El «etiquetado de origen» fue otra reivindicación clave. Critican la falta de transparencia y la competencia desleal de productos importados con normativas más laxas. “El etiquetado de origen es la clave”, insistieron, alertando de que sin él se devalúa el esfuerzo de producción local.
Sin embargo, la queja más repetida fue la «burocracia». Los agricultores denuncian que pasan más tiempo gestionando formularios que trabajando la tierra. Critican decisiones tomadas desde despachos alejados de la realidad del campo, con normas poco aplicables en la práctica. «La burocracia crece más rápido que mi cosecha», resumía una de las consignas.
Testimonios directos reflejan esta frustración: desde agricultores que rechazan que se les impongan detalles técnicos como el riego o la siega, hasta jóvenes como Laura Lanner, que advierten que la vocación agraria se ve amenazada por la incertidumbre y la sobrecarga administrativa. Reclaman una agricultura «más práctica y menos burocrática».

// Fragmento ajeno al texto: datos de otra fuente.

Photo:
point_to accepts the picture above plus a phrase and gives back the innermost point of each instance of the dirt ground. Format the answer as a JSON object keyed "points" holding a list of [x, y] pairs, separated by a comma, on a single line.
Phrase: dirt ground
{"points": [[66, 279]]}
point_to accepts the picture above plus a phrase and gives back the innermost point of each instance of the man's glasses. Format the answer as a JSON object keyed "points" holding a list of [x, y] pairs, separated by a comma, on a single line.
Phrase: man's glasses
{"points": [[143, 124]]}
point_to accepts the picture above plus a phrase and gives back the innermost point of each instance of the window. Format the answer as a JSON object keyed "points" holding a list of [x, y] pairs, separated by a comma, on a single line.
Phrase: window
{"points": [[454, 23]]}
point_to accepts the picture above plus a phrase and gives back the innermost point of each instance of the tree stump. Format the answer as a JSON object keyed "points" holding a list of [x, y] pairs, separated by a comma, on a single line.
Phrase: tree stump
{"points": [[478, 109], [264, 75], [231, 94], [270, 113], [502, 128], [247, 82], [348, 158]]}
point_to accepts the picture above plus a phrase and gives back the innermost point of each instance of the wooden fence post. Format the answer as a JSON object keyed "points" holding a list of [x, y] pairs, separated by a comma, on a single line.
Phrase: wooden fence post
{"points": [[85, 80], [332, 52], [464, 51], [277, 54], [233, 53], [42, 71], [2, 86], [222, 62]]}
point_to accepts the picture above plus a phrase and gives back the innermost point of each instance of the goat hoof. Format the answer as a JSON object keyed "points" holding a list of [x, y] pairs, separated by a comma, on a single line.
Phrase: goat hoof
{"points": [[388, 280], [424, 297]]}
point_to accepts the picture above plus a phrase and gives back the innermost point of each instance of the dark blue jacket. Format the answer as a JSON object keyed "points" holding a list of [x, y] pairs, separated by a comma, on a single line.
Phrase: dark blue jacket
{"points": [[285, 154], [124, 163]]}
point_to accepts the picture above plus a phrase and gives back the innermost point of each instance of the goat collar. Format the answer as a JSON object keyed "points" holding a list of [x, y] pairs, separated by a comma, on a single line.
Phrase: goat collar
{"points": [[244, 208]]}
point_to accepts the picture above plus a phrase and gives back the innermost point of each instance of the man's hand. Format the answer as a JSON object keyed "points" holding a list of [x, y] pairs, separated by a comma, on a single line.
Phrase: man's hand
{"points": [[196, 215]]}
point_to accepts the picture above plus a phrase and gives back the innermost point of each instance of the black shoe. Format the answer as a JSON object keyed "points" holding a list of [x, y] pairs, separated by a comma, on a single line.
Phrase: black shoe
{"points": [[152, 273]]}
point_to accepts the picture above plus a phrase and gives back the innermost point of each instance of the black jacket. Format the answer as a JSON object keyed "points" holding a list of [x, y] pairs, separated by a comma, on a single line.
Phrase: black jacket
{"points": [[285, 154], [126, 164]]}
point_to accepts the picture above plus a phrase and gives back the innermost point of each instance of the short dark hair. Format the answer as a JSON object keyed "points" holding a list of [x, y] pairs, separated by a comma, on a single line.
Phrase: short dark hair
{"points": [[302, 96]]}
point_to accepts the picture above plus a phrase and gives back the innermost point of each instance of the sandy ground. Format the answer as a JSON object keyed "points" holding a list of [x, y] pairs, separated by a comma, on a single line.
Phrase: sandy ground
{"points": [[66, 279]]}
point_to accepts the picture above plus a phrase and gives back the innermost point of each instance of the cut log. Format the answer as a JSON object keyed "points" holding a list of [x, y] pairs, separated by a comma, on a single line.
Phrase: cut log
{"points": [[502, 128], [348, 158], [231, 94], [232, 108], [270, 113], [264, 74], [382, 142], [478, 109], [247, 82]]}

También denunciaron la desigual distribución de beneficios en la cadena alimentaria: mientras el consumidor paga precios elevados, los productores reciben cantidades mínimas, a veces por debajo de costes, obligándolos incluso a asumir pérdidas.
El ministro de Agricultura reconoció la presión del sector y mostró disposición a abordar problemas como los costes energéticos y la burocracia, aunque sin plazos concretos. Esta falta de compromisos generó cierta decepción.
Pese a ello, los organizadores consideran la protesta un éxito y advierten: si no hay avances reales —especialmente en reducción burocrática y etiquetado— habrá nuevas movilizaciones. El mensaje final fue contundente: la crisis del campo no es solo un problema de los agricultores, sino una cuestión que afecta a toda la sociedad y a su seguridad alimentaria. A la canaria también.